In the few weeks since being named Atlanta’s newest closer following his trade from San Francisco, Mark Melancon’s quickly settled into the role while converting his first five save opportunities.

But as he anchors the bullpen’s back end on a team with deep postseason expectations, Melancon – like other vocal veteran pitchers around the game this year – is aware of the effect a more aerodynamic ball is having.

Melancon said 2019’s homer-happy baseball -- which has both the majors and Class AAA on a historic home run pace -- has changed the way he approaches closing in certain parks such as Coors Field, where the Braves took on the Rockies on Monday in a stadium playing to pre-humidor scoring levels.

The 34-year-old Colorado native with 188 career saves added he “100 percent” believes Major League Baseball intentionally “juiced” the baseball. The league has owned Rawlings, the company that makes the baseballs, since last summer.

“The ball just doesn’t switch like that in an offseason,” Melancon said. “Records are being broken left and right, and it’s kind of ridiculous.”

Even with fly balls turning into cheap round-trippers at an alarming rate around the league, Melancon said he still relishes the pressure of closing in the year of the “juiced” ball … even as he concurrently believes the game’s top brass have some serious offseason thinking to do.

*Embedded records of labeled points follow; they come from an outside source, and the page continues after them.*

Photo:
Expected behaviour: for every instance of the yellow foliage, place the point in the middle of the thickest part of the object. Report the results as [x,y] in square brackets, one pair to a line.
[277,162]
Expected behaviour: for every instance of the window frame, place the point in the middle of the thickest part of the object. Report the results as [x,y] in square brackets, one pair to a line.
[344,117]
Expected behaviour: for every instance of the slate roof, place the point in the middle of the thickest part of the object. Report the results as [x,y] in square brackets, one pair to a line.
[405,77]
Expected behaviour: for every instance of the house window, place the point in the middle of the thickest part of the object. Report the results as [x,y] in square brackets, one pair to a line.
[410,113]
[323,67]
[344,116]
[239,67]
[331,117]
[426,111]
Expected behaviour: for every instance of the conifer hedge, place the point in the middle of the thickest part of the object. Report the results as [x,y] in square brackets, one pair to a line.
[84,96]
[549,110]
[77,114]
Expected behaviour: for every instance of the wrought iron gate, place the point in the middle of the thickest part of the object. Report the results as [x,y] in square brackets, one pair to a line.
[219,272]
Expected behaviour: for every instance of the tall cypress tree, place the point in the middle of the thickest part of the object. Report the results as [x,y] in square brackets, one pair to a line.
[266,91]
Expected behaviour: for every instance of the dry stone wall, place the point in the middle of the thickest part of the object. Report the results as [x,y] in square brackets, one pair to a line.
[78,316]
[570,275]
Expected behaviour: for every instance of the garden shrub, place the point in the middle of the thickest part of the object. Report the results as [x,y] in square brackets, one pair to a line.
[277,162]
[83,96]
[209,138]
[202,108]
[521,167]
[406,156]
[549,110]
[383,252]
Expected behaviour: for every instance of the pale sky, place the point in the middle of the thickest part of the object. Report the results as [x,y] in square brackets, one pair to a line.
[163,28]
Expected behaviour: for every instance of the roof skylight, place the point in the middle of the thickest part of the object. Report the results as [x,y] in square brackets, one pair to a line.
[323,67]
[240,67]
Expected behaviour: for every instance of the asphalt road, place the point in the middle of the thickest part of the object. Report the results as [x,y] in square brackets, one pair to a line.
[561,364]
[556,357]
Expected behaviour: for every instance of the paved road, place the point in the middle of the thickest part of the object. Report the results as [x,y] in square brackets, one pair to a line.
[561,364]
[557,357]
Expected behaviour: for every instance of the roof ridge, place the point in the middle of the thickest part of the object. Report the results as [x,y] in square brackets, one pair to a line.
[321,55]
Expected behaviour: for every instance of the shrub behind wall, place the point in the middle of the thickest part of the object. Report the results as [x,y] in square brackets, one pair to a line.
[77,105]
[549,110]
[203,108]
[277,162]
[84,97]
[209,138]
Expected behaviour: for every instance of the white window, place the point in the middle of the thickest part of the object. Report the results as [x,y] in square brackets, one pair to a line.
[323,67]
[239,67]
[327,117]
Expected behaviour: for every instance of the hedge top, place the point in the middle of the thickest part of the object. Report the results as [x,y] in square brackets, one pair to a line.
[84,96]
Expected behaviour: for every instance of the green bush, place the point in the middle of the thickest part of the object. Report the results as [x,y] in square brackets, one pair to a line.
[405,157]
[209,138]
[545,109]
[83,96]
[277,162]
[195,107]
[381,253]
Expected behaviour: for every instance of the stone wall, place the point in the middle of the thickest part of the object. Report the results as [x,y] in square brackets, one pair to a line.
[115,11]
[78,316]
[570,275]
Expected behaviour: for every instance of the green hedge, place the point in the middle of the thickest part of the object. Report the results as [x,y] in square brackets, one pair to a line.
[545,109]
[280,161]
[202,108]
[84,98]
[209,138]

“Major League Baseball has some things to think about because I don’t think the game is as exciting anymore, the way they’ve juiced these balls,” Melancon said. “I think their thoughts were that home runs were going to be a good thing, but when (about) 60 percent of the runs are scored via home run, there’s no action on the bases or in the field. It’s a strike out or a home run, and it’s kind of become a boring game for fans.”